At times whimsical yet informative, Loki and Sigyn explores the often neglected and overshadowed Sigyn and ever growing in popularity husband. Author Lea Svendsen runs through the basics of Loki in the lore and what we know about Sigyn (hint: not much) before discussing modern worship of both.
The author also wrote the Heathen chapter in the excellent Do I Have to Wear Black? By Mortellus and as far as I can tell used to blog at Patheos Pagan. It is a shame that she stopped blogging there, because she was one of my favorite writers. However, Svendsen does have her own blog as well.
This book covers the basics of Heathenry, and history to the Troth’s now rescinded Loki ban. Svendsen is one of the rare heathens raised in heathenry abroad, and the story of her path is quite engaging. She does get personal, and shares the support of her Christian family. This book also clearly labels what is UPG, which is something I appreciate.
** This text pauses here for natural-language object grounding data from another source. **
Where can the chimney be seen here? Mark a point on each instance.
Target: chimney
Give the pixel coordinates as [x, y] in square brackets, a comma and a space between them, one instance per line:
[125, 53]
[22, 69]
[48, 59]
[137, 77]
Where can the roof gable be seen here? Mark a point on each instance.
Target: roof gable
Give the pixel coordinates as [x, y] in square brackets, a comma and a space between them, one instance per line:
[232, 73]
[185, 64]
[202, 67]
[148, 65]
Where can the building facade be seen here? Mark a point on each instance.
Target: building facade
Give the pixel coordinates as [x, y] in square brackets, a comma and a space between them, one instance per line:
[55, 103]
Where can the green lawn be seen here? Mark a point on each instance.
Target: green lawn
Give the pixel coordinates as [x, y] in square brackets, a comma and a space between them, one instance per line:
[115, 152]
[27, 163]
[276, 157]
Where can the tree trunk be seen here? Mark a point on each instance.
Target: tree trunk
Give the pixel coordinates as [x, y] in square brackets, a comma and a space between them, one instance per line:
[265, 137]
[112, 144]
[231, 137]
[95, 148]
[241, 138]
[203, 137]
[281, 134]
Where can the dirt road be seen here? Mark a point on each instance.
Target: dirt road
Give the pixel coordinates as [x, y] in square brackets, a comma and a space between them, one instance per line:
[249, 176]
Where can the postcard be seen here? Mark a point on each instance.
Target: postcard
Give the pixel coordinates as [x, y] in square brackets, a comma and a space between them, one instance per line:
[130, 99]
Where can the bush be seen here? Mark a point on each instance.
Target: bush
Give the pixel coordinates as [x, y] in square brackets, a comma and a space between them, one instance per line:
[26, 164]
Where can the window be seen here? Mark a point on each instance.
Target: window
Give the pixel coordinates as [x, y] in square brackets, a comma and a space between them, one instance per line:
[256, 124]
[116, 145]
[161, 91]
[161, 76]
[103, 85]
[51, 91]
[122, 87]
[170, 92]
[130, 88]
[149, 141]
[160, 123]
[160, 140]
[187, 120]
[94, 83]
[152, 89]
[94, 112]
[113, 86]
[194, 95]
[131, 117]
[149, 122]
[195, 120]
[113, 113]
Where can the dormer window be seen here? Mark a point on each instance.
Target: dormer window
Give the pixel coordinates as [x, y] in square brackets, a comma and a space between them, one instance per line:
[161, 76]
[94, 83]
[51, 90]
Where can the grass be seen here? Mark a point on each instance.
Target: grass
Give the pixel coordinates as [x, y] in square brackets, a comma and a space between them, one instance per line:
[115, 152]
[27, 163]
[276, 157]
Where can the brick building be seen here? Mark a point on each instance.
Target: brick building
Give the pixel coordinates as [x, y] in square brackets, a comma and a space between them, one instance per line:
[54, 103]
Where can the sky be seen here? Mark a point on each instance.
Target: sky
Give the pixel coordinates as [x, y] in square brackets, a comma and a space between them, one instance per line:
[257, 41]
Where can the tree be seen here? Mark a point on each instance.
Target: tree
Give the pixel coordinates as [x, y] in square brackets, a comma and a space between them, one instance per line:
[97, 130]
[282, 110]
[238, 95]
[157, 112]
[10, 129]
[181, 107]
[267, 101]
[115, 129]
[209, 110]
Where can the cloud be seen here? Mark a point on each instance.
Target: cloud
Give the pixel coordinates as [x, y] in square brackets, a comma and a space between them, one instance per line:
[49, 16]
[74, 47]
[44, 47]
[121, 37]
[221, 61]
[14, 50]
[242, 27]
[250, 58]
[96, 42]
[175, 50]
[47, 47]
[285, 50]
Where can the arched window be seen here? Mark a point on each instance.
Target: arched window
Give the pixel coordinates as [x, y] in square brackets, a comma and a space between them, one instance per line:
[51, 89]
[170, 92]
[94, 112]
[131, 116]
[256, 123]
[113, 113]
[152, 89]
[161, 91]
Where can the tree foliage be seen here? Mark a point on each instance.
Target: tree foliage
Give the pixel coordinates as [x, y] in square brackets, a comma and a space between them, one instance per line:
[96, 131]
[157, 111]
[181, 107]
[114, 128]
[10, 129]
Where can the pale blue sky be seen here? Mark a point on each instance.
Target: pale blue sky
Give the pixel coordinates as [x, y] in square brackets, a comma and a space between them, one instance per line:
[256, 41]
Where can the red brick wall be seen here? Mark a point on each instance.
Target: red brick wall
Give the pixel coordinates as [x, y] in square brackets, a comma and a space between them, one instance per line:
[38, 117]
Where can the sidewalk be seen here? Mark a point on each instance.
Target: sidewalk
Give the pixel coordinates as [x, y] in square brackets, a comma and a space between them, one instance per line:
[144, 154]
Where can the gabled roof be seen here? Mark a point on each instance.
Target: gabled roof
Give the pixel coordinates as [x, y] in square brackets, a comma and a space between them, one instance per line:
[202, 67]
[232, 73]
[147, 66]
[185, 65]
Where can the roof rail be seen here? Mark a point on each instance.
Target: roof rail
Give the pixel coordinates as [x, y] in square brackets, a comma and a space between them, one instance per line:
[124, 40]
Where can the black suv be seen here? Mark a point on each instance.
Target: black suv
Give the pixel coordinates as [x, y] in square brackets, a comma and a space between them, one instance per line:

For Sigyn, unfortunately so little is known of her we have to use UPG. I think it is a measure of the growth of Heathenism that there is much more exploration of lesser known figures, and that people are willing to venture outside of the Eddas. As cool as the stories are, they are only a piece of the puzzle. Unless a trove of manuscripts of all the old tales that are written by heathens is discovered, (which for the record I don’t think exists) those who practice a Norse path do need to reach beyond the known stories. Much as discernment is a problem, books like these on working with lesser known deities help modern practitioners stay in dialogue and hopefully turn UPG into SPG.
I like that there is equal parts experience on scholarly research in this book. It has fueled my desire to work with the lovely but quiet lady, who is a true ally in tough times.